El vacío de las habitaciones duplicaba los pasos de Amanda con el eco de todas las ausencias. Para sofocarlo se repitió la enseñanza de sus padres: “Es la ley de la vida”. Cuando flaqueaba le sugería a su marido que cambiaran la decoración o el mobiliario. La respuesta de Ricardo siempre era la misma: “Solos, ¿para qué queremos más cosas? Mejor deberíamos deshacernos de lo que tenemos”.

Más que por la urgencia de ganar dinero, Amanda pensó en establecer su tallercito para disminuir el vacío dejado por sus hijos. Son buenos muchachos, si no nos visitan más es por falta de dinero, de tiempo, pero nunca de amor. De eso está segura Amanda, aunque sólo Margarita se lo diga las raras veces que le habla por teléfono.

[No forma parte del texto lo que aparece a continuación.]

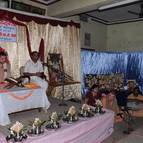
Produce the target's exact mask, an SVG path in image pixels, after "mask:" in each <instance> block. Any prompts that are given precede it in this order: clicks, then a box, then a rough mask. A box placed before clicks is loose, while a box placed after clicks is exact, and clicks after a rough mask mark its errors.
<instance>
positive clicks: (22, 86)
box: [5, 76, 30, 88]
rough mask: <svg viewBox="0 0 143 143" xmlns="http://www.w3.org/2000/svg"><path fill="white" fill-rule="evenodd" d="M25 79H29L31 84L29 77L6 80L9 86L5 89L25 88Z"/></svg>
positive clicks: (20, 77)
mask: <svg viewBox="0 0 143 143" xmlns="http://www.w3.org/2000/svg"><path fill="white" fill-rule="evenodd" d="M25 78H28V82H30V77H29V76H20V77H19V78H13V77H9V78H6V79H5V81H7V82H8V84H7V85H6V86H5V88H12V87H14V86H19V87H24V85H23V82H24V79H25Z"/></svg>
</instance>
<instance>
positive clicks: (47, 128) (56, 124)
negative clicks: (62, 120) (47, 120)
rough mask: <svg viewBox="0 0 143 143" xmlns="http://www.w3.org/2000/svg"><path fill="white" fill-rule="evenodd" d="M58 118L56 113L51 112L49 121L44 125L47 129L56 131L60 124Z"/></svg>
mask: <svg viewBox="0 0 143 143" xmlns="http://www.w3.org/2000/svg"><path fill="white" fill-rule="evenodd" d="M59 120H60V117H59V115H58V114H57V112H53V113H52V115H51V116H50V120H49V122H48V124H47V125H46V128H47V129H49V128H50V129H58V128H60V123H59Z"/></svg>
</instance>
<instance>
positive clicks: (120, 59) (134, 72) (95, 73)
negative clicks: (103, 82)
mask: <svg viewBox="0 0 143 143" xmlns="http://www.w3.org/2000/svg"><path fill="white" fill-rule="evenodd" d="M112 73H123V74H124V77H125V79H124V80H125V84H126V81H127V80H128V79H132V80H136V81H137V83H138V85H139V87H140V89H141V91H143V52H122V53H120V52H95V51H91V50H82V52H81V81H82V89H84V77H85V75H86V74H112ZM83 92H84V90H83Z"/></svg>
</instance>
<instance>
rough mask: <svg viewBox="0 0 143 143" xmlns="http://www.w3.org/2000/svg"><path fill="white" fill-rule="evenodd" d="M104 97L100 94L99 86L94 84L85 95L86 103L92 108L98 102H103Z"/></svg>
mask: <svg viewBox="0 0 143 143" xmlns="http://www.w3.org/2000/svg"><path fill="white" fill-rule="evenodd" d="M103 98H104V96H103V97H102V94H101V93H100V92H99V87H98V85H96V84H94V85H93V86H92V87H91V88H90V89H89V91H87V93H86V95H85V103H86V104H88V105H91V106H96V100H97V99H99V100H101V102H102V100H103Z"/></svg>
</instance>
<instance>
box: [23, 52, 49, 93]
mask: <svg viewBox="0 0 143 143" xmlns="http://www.w3.org/2000/svg"><path fill="white" fill-rule="evenodd" d="M23 75H25V76H30V80H31V82H35V83H37V84H38V85H39V86H40V87H41V88H43V90H44V91H45V92H46V91H47V88H48V82H47V81H46V80H45V79H43V77H44V70H43V65H42V63H41V61H40V59H39V53H38V52H37V51H33V52H32V53H31V59H30V60H28V61H27V62H26V64H25V66H24V73H23Z"/></svg>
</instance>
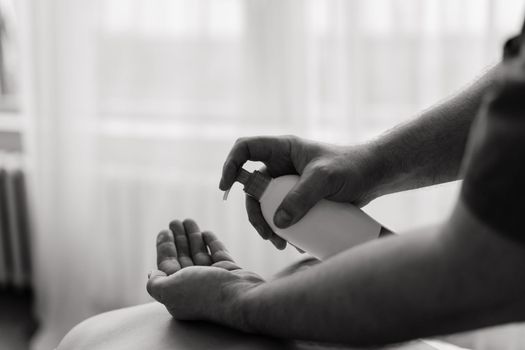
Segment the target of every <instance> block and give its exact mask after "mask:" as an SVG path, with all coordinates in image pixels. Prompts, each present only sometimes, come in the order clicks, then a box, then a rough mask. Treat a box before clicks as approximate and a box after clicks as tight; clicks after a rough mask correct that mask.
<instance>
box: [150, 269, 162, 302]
mask: <svg viewBox="0 0 525 350" xmlns="http://www.w3.org/2000/svg"><path fill="white" fill-rule="evenodd" d="M166 278H167V275H166V273H164V272H162V271H159V270H153V271H151V272H150V273H149V275H148V284H147V285H146V290H147V291H148V293H149V295H151V296H152V297H153V299H155V300H157V301H158V302H160V303H162V290H163V289H164V284H165V280H166Z"/></svg>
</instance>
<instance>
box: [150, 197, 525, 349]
mask: <svg viewBox="0 0 525 350" xmlns="http://www.w3.org/2000/svg"><path fill="white" fill-rule="evenodd" d="M186 222H192V221H191V220H187V221H185V223H186ZM184 226H186V225H184ZM191 226H192V227H194V229H195V230H196V225H195V226H193V224H192V225H191ZM178 234H180V233H178ZM186 234H187V235H191V236H193V237H194V238H195V237H198V236H199V235H201V237H202V242H204V246H206V247H207V249H208V252H206V251H205V250H204V248H202V250H200V251H199V253H200V254H199V255H201V256H205V255H208V256H209V257H210V258H211V261H210V265H195V264H194V263H193V264H191V265H190V264H187V262H188V261H186V262H183V261H185V260H187V256H193V257H194V258H197V255H195V254H193V253H192V252H191V251H190V250H186V251H184V248H183V249H176V247H175V245H176V244H179V243H180V242H182V240H177V239H172V238H171V237H170V236H169V235H167V234H166V233H165V232H161V234H160V235H159V237H160V238H159V240H158V242H160V244H159V254H160V258H159V267H160V268H162V269H163V270H159V271H154V272H153V273H152V274H151V275H150V278H149V280H148V285H147V289H148V292H149V293H150V294H151V295H152V296H153V297H154V298H155V299H156V300H157V301H159V302H161V303H163V304H164V305H165V306H166V308H167V310H168V311H169V312H170V313H171V315H172V316H173V317H174V318H175V319H177V320H204V321H210V322H214V323H217V324H221V325H225V326H228V327H231V328H235V329H238V330H241V331H244V332H250V333H258V334H264V335H270V336H275V337H282V338H288V339H304V340H313V341H321V342H330V343H342V344H347V345H352V346H370V345H384V344H389V343H394V342H400V341H406V340H410V339H416V338H421V337H428V336H434V335H439V334H447V333H450V332H458V331H464V330H470V329H475V328H479V327H484V326H490V325H496V324H502V323H506V322H516V321H523V320H525V298H524V295H525V280H524V279H523V278H521V276H522V273H523V270H524V269H525V254H524V253H525V248H523V247H521V246H519V245H516V244H514V243H513V242H511V241H509V240H508V239H506V238H504V237H501V236H500V235H498V234H497V233H496V232H494V231H493V230H491V229H490V228H488V227H486V226H485V225H484V224H483V223H482V222H480V221H479V220H478V219H477V218H476V217H474V216H473V215H471V213H469V211H468V209H466V208H465V207H464V206H463V205H462V204H461V203H458V206H457V208H456V210H455V212H454V215H453V216H452V217H451V219H450V221H449V222H447V223H446V224H445V225H443V226H442V227H440V228H439V229H437V230H433V231H427V232H416V233H410V234H405V235H401V236H399V237H394V236H392V237H387V238H384V239H381V240H377V241H375V242H372V243H368V244H364V245H362V246H359V247H356V248H354V249H350V250H348V251H346V252H343V253H341V254H339V255H337V256H335V257H333V258H331V259H329V260H327V261H325V262H322V263H319V264H314V266H312V267H310V268H307V269H304V270H302V271H300V272H297V273H293V274H291V275H285V276H283V277H281V278H277V279H275V280H272V281H264V280H263V279H262V278H261V277H260V276H258V275H257V274H255V273H253V272H250V271H246V270H244V269H242V268H241V267H239V266H238V265H237V264H235V262H234V261H233V259H232V258H231V256H230V255H229V254H228V252H227V251H226V249H225V247H224V245H223V244H222V243H221V242H220V241H219V240H218V239H217V237H216V236H215V235H213V234H211V233H209V232H204V233H202V234H200V233H197V234H196V233H195V232H188V231H186ZM174 236H177V233H174ZM195 240H196V238H195ZM175 242H177V243H175ZM165 246H168V247H170V248H169V249H166V247H165ZM183 246H184V243H183ZM190 246H191V245H190ZM174 254H177V255H174ZM174 260H177V262H174ZM194 262H195V260H194ZM182 265H186V266H182ZM415 290H417V291H418V293H413V291H415ZM385 291H388V293H385Z"/></svg>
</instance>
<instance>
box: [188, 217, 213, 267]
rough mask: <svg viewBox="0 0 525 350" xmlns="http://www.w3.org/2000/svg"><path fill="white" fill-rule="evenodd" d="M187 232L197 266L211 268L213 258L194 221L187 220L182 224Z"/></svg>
mask: <svg viewBox="0 0 525 350" xmlns="http://www.w3.org/2000/svg"><path fill="white" fill-rule="evenodd" d="M182 224H183V225H184V229H185V230H186V236H187V237H188V242H189V244H190V252H191V258H192V260H193V263H194V264H195V265H203V266H210V264H211V257H210V254H208V249H207V248H206V245H205V244H204V240H203V239H202V233H201V232H200V229H199V226H198V225H197V223H196V222H195V221H193V220H192V219H186V220H184V222H183V223H182Z"/></svg>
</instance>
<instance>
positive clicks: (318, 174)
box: [313, 163, 337, 181]
mask: <svg viewBox="0 0 525 350" xmlns="http://www.w3.org/2000/svg"><path fill="white" fill-rule="evenodd" d="M313 173H314V175H315V176H317V177H319V178H320V179H322V180H325V181H331V180H334V178H335V177H336V176H337V174H336V172H335V171H334V168H333V166H331V165H330V164H326V163H319V164H316V165H315V166H314V168H313Z"/></svg>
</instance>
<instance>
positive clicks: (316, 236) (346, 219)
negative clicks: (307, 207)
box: [225, 168, 391, 260]
mask: <svg viewBox="0 0 525 350" xmlns="http://www.w3.org/2000/svg"><path fill="white" fill-rule="evenodd" d="M298 180H299V176H297V175H285V176H281V177H277V178H275V179H272V178H270V177H268V176H265V175H264V174H262V173H261V172H259V171H254V172H253V173H250V172H248V171H246V170H245V169H243V168H241V170H240V172H239V174H238V175H237V178H236V181H238V182H240V183H242V184H243V185H244V192H246V193H247V194H248V195H250V196H252V197H254V198H256V199H257V200H258V201H259V202H260V203H261V210H262V214H263V216H264V218H265V219H266V222H268V224H269V225H270V227H271V228H272V229H273V231H274V232H275V233H276V234H277V235H279V236H280V237H282V238H284V239H285V240H286V241H288V242H289V243H291V244H292V245H294V246H296V247H297V248H300V249H302V250H304V251H306V252H308V253H309V254H311V255H313V256H315V257H316V258H318V259H320V260H324V259H327V258H329V257H330V256H332V255H335V254H337V253H339V252H341V251H343V250H346V249H348V248H351V247H353V246H356V245H359V244H362V243H365V242H368V241H371V240H373V239H376V238H378V237H379V236H381V235H383V234H388V233H391V232H390V231H389V230H387V229H386V228H384V227H382V226H381V224H379V223H378V222H377V221H375V220H374V219H372V218H371V217H370V216H368V215H367V214H366V213H365V212H363V211H362V210H361V209H359V208H357V207H355V206H353V205H351V204H348V203H338V202H333V201H329V200H325V199H323V200H321V201H319V202H318V203H317V204H316V205H315V206H314V207H313V208H311V209H310V210H309V211H308V213H307V214H306V215H305V216H304V217H303V218H302V219H301V220H299V221H298V222H297V223H295V224H293V225H292V226H290V227H287V228H285V229H281V228H278V227H277V226H275V224H274V222H273V217H274V215H275V212H276V210H277V208H278V207H279V205H280V204H281V202H282V200H283V199H284V197H285V196H286V194H288V192H289V191H290V190H291V189H292V187H293V186H294V185H295V184H296V183H297V181H298ZM226 197H227V193H225V199H226Z"/></svg>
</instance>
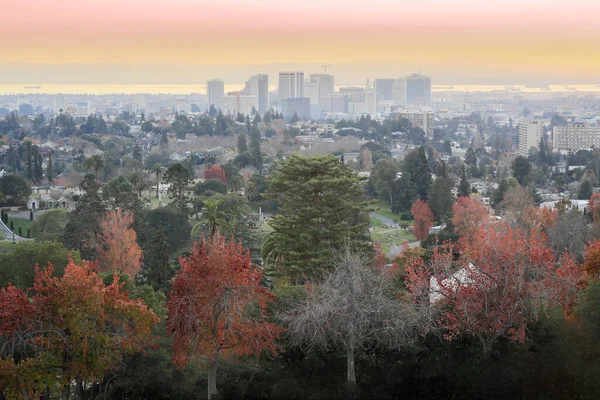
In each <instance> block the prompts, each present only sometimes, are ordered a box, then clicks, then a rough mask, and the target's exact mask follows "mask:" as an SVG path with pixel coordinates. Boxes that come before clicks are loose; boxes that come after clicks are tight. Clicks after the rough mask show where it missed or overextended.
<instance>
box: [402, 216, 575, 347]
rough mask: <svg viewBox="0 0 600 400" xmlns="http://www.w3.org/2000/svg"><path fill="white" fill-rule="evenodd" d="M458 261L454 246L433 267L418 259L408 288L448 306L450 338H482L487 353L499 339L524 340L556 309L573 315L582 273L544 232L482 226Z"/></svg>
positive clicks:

“¡Ya vine!” El grito de Ricardo y el rumor de la cadena con que asegura la reja la devuelven a la realidad.

–¿Conseguiste las cajas?

–Dos nada más. Chicho me dará otras en cuanto las desocupe. De paso le conté que vas a montar un taller de costura para que se lo diga a las vecinas.

–Hiciste lo mismo cuando llegamos a vivir aquí, hace más de 30 años. ¿Te acuerdas?

–Sólo que entonces éramos jóvenes y tener una casa grande nos ilusionaba. Ahora, por lo menos a mí, me aterroriza. ¿Con qué vamos a sostenerla? Y además, para qué si estamos solos.